Would lead to all kinds of fun conflicts. E.g. ada and awk are valid language codes and programming language names at the same time.

I am pretty strongly against causing impedance (per my discussion in T25932) with <pre lang>/<code lang> expecting a code language name and not a BCP47 language code (wikitext remains a fairly straightforward translation in many ways to HTML and we should minimize conflicts like that one so teaching people who know one is less painful - especially regarding technical topics like this one where they will know that there is an expectation of the other flavor).

I'd have been happy if you won the debate at T25932 and we considered wikitext a superset of html. But since you didn't, I don't see why should we be stuck in the worst of both worlds. Using the lang html attribute in wikitext is niche, and <pre> in wikitext for non-code stuff is even more so. The combination making it harder to teach wikitext seems a poor reason to be "strongly against". <pre lang has exactly 6 uses on enwiki – 1 with a bogus value ("tid") and 5 already have a code language passed to them, so people actually think that should work.

I am pretty strongly against […] <pre lang>/<code lang> expecting a code language name and not a BCP47 language code […]
(Alternatively, someone can ask the WHATWG to bless having code language names in lang […])

See also https://github.com/whatwg/html/issues/7869. TLDR: The conversation there seems to lean toward "No", and for exactly the reasons you state. It would conflict with a global attribute that is already specified, inherited, and used in its place.

While <pre lang may have low adoption in MediaWiki context, it's part of the HTML standard.
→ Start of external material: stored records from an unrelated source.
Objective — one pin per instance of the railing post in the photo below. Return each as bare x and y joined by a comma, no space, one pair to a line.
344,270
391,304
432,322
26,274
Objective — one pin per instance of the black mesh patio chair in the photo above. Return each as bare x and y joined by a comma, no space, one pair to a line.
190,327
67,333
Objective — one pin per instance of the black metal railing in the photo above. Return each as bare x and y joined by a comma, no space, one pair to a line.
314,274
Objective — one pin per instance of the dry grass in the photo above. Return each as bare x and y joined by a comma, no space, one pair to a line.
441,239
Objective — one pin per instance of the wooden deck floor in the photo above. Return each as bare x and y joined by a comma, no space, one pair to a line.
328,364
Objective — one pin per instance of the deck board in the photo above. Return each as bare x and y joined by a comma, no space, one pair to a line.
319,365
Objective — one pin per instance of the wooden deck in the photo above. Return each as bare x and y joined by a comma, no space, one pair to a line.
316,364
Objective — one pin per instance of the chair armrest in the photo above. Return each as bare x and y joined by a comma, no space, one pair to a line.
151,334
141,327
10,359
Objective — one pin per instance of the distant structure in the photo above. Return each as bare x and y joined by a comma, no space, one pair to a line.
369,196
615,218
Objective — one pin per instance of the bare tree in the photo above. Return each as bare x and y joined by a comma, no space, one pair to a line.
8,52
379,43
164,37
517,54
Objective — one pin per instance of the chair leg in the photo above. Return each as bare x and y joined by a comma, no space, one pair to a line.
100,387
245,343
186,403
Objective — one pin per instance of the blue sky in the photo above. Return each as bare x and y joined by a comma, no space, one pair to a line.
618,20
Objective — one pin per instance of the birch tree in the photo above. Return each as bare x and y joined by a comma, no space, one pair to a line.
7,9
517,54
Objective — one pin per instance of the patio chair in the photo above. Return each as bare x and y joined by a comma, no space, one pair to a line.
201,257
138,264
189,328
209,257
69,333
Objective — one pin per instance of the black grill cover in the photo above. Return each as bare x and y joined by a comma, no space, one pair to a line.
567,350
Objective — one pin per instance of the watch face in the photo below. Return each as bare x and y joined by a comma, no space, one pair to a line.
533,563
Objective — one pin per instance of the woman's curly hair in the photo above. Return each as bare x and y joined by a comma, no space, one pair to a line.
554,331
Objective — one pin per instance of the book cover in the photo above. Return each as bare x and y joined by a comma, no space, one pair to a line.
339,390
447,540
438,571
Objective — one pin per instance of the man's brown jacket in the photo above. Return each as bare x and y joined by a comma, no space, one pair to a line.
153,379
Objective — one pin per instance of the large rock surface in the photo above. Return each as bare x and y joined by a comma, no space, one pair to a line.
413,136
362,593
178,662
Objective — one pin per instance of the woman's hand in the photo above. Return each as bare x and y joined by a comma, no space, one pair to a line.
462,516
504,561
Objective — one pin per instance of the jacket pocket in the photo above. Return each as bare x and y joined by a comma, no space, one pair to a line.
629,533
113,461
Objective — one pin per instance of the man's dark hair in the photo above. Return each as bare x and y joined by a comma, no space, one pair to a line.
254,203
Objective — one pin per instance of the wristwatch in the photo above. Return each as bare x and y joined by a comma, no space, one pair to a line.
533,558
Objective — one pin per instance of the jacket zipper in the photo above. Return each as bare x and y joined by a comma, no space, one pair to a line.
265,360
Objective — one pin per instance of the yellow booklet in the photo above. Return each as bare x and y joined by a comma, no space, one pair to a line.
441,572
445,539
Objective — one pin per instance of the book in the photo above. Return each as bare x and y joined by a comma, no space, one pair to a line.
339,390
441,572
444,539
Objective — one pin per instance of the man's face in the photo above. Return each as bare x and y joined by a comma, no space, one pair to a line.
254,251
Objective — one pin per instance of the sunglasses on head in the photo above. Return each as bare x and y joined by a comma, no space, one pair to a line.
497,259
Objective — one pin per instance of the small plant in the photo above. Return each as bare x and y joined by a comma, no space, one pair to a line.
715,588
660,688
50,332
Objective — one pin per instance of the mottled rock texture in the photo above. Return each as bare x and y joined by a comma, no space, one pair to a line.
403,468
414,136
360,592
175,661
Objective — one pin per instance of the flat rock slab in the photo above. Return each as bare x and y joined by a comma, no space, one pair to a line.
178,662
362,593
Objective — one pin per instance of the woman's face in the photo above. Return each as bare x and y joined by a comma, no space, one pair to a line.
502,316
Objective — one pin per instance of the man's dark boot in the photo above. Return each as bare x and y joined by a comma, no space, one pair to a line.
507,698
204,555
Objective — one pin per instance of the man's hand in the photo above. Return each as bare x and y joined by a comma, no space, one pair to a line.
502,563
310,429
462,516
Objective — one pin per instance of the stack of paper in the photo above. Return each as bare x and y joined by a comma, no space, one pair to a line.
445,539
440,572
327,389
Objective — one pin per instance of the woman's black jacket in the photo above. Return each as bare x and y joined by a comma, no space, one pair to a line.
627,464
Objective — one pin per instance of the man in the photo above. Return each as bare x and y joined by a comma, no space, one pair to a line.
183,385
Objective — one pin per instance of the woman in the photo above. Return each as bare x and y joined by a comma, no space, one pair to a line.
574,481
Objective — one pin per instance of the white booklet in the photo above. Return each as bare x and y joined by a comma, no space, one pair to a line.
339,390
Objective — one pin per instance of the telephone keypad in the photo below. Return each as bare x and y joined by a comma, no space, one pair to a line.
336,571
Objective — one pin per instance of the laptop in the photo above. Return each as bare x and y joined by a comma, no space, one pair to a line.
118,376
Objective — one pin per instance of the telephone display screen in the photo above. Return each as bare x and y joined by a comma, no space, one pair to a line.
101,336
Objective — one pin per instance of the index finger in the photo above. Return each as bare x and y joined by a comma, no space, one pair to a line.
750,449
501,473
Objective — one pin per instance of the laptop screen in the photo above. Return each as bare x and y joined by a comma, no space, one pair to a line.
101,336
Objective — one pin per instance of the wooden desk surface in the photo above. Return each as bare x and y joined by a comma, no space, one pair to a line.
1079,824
We could make a breaking change and make <pre lang invoke the syntaxhighlight tag. But would that not inevitably lead to a feature request for how to output <pre lang HTML from wikitext? Setting the language for a piece of content seems a likely use case.

Personally i was a fan of <source>....

T39042: Remove <source> syntax from SyntaxHighlight (GeSHi)

I would not oppose declining this in favour of also declining that.

I suggest:

  • Decline T39042 on the grounds that there is clearly interest in having a shortcut, and <source> is a useful and established shortcut that does precisely that. Creating a different shortcut seems not worth the effort. Over 13 years ago we posited at T39042, that <source> should go because it exists in the HTML5 spec. In that time, no concrete application has emerged. Given how media uploads and external content are managed in MediaWiki, this seems unlikely to change. Note that we already support videos (via Extension:TimedMediaHandler) and we even output <source> today, without conflict. If and when a concrete use case does emerge, we can weigh the pros/cons of a adding a MW-specific tag vs re-purposing <source>.
  • Close this task (T361407) as resolved, given <source> exists. Those that prefer it can continue to type and submit it that way in wikitext. (How we save it and how VisualEditor/Parsoid format their content is a different matter. See also: Parsoid default read views, and long-term ideas about storing Parsoid HTML in revision blobs, with wikitext as input method.)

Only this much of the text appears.